DuckDB
1. Initialize a project with a pipeline that loads to DuckDB by running
dlt init chess duckdb
2. Install the necessary dependencies for DuckDB by running
pip install -r requirements.txt
3. Run the pipeline
python3 chess.py
Destination Configuration
By default, a DuckDB database will be created in the current working directory with a name <pipeline_name>.duckdb
(chess.duckdb
in the example above). After loading, it is available in read/write
mode via with pipeline.sql_client() as con:
which is a wrapper over DuckDBPyConnection
. See duckdb docs for details.
The duckdb
credentials do not require any secret values.

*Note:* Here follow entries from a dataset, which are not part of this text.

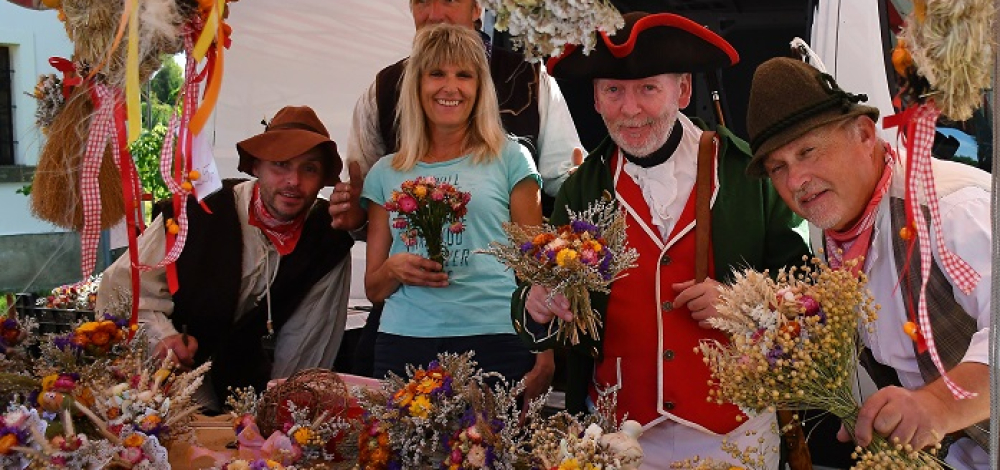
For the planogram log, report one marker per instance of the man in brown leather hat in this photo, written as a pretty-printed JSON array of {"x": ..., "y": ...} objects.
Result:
[
  {"x": 656, "y": 316},
  {"x": 264, "y": 261},
  {"x": 820, "y": 149}
]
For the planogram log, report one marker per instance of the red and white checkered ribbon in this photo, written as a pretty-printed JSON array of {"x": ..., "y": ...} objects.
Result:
[
  {"x": 921, "y": 183},
  {"x": 179, "y": 134},
  {"x": 102, "y": 126}
]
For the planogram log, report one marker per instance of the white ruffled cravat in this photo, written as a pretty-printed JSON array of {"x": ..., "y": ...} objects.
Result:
[{"x": 667, "y": 186}]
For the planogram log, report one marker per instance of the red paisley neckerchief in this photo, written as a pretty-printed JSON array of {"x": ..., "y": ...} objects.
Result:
[{"x": 854, "y": 242}]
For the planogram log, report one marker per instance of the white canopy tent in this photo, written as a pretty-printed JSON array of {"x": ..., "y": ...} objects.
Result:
[{"x": 309, "y": 52}]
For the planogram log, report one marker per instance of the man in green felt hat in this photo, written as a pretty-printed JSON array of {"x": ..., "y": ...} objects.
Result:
[
  {"x": 656, "y": 316},
  {"x": 820, "y": 149}
]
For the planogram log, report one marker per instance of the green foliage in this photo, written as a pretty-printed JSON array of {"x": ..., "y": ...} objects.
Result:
[
  {"x": 157, "y": 106},
  {"x": 146, "y": 153},
  {"x": 166, "y": 84}
]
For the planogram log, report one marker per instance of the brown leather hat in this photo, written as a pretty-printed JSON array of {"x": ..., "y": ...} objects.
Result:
[
  {"x": 788, "y": 98},
  {"x": 293, "y": 131},
  {"x": 648, "y": 45}
]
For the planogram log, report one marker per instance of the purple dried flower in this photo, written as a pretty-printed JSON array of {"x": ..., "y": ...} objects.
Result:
[
  {"x": 580, "y": 226},
  {"x": 774, "y": 354}
]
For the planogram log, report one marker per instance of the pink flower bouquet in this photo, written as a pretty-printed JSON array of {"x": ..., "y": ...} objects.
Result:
[{"x": 425, "y": 207}]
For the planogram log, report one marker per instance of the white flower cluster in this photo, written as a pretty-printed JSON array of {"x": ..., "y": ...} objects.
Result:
[{"x": 543, "y": 28}]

You are free to pass the configuration explicitly via the credentials
parameter to dlt.pipeline
or pipeline.run
methods. For example:
# will load data to files/data.db database file
p = dlt.pipeline(pipeline_name='chess', destination='duckdb', dataset_name='chess_data', full_refresh=False, credentials="files/data.db")
# will load data to /var/local/database.duckdb
p = dlt.pipeline(pipeline_name='chess', destination='duckdb', dataset_name='chess_data', full_refresh=False, credentials="/var/local/database.duckdb")
The destination accepts a duckdb
connection instance via credentials
, so you can also open a database connection yourself and pass it to dlt
to use. :memory:
databases are supported.
import duckdb
db = duckdb.connect()
p = dlt.pipeline(pipeline_name='chess', destination='duckdb', dataset_name='chess_data', full_refresh=False, credentials=db)
This destination accepts database connection strings in format used by duckdb-engine.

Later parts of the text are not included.